Csaba, in his own words:“I have always had this quest to find a guy, who is like my younger self to comfort him (or me) and heal his wounds by giving advice. So not long ago I met a young man with an emotional mindset very familiar to me and I tried it with all my wisdom. But I could achieve only to scare the shit out of him.
You can not make a shortcut through life with words, you have to experience it. Only one sentence worked: You will be all right, don’t worry.
I think I would like to hear that from my very old dying self now: Everything will be fine, don’t worry you young prick!”
Barna, in his own words:“It is hard to be gay in Hungary, but everything depends on your lifestyle. So if you have the right friends, if you have the right profession and workplace–if you have the right life for the gayness you can live in peace. The society isn’t open enough for the gayness. I think the reason is that we are really simple in the society. If you are walking down the street in Budapest you can see only Hungarians and whites and that’s it. We don’t have any other nationalities in our society, we don’t have immigrants, this is why in Budapest it is so strange to be black, Asian, or to be gay.
It’s not impossible to walk hand in hand on the street with your boyfriend, but it’s not safe. You cannot feel comfortable. You might not have to feel afraid about any violence, but for the girls it is easier. So if you are a lesbian, I think it is more OK to walk hand in hand. But if you are a gay guy, it’s not the best option and I would not recommend it.
It’s not possible to get married for gays. You can get a document about your relationship, but that’s not marriage. We are about halfway, but I think in the near future, this can be changed.
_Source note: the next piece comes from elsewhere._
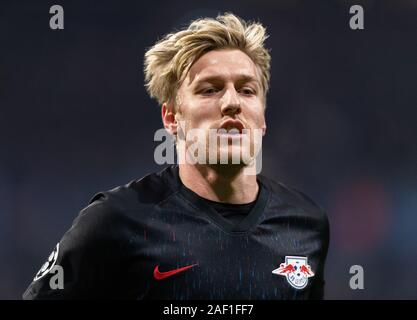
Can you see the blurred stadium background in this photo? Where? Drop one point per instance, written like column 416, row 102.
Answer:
column 75, row 119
I’m recently after a separation, and I’m trying to organize my feelings. I would really like to survive my feelings and I would really like to rebuild my life and the things around me. I would feel successful if I could stay open in my heart for the future. I really don’t want to stay sorrowful and sad like I am now. I’m just trying to open up my heart and my mind.”
Andrea, in his own words:“(Being gay) means not lying to myself.
(With regards to successes) my activism, which is starting to be heard internationally. I have always been very critical towards both the conservative views of the Church and the violent ways of the homophobic far right. Starting from last year after a provocative performance at Budapest Pride I have been receiving tons of death threats, my personal data including home address and workplace were published in nazi forums and I had to move apartment several times fearing for my safety. Now I’m waiting for authorities to finally start investigating my case. I believe it will be a long and intense trial.
Of all my coming outs, the funniest one is probably the one I had with my mother. I was home in Italy visiting, and told my mom I had found a new flat for rent in Budapest. Then I added I was moving in with a friend. Then I told her this friend is a very special one. Then I told this friend is a guy. And then I told her that we are a couple. Last but not least, I also told her that he was downstairs, waiting to come up and introduce himself. We were having lunch, and I still clearly remember how she basically froze with the spoon full of soup in front of her mouth, her eyes staring into nothing. Not one word (or movement) for a very awkward minute. She knew I had some things with guys, but until then she also saw me with girls, so she thought my gay “thing” was just a phase. She refused to meet him that day, but did see him one day later. By the third day she bought us gifts for the house and told me she liked my taste in men.
There are tons of things to do in Budapest for the LGBTQ community – parties, festivals, sports groups and cultural events. I just wish the community were more courageous and would speak up against bullying, in addition to the fact that I think we should impose ourselves a lot more in the political debate.
(Advice to my younger self) I wish I would have started being an activist sooner.”